The only other important military operation of Narses which is recorded—and that indistinctly—is his defeat of the Herulian king Sindbal, who had served under him at Capua, but who subsequently revolted, was defeated, taken captive and hanged by the eunuch’s order (565). In the main the thirteen years after the battle of Capua (554–567) were years of peace, and during them Narses ruled Italy from Ravenna with the title of prefect.[1] He rebuilt Milan and other cities destroyed in the Gothic War; and two inscriptions on the Salarian bridge at Rome have preserved to modern times the record of repairs effected by him in the year 564.

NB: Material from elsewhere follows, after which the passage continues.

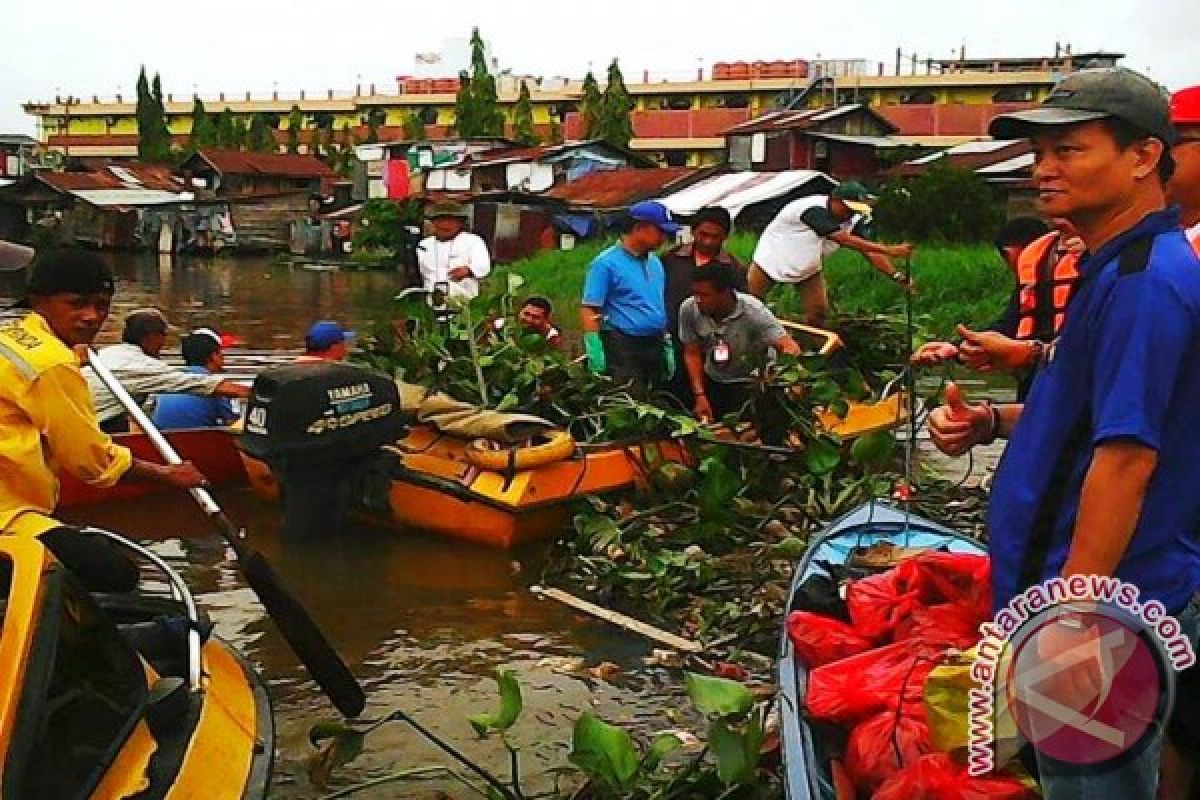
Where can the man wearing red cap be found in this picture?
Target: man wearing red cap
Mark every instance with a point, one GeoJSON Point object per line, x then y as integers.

His administration, however, was not popular. The effect of the imperial organization was to wring the last solidus out of the emaciated and fever-stricken population of Italy, and the belief of his subjects was that no small portion of their contributions remained in the eunuch’s private coffers. At the close of 565 Justinian died, and a deputation of Romans waited upon his successor Justin II., representing that they found “the Greeks” harder taskmasters than the Goths, that Narses the eunuch was determined to reduce them all to slavery, and that unless he were removed they would transfer their allegiance to the barbarians. This deputation led to the recall of Narses in 567, accompanied, according to a somewhat late tradition, by an insulting message from the empress Sophia, who sent him a golden distaff, and bade him, as he was not a man, go and spin wool in the apartments of the women. “I will spin her such a hank,” Narses is represented as saying, “that she shall not find the end of it in her lifetime”; and forthwith he sent messengers to the Lombards in Pannonia, bearing some of the fruits of Italy, and inviting them to enter the land which bore such goodly produce. Hence came the invasion of Alboin (568), which wrested the greater part of Italy from the empire, and changed the destinies of the peninsula.[2]
Narses, who had retired to Naples, was persuaded by the pope (John III.) to return to Rome. He died there about 573, and his body, enclosed in a leaden coffin, was carried to Constantinople and buried there. Several years after his death the secret of the hiding-place of his vast stores of wealth is said to have been revealed by an old man to the emperor Tiberius II., for whose charities to the poor and the captives they furnished an opportune supply.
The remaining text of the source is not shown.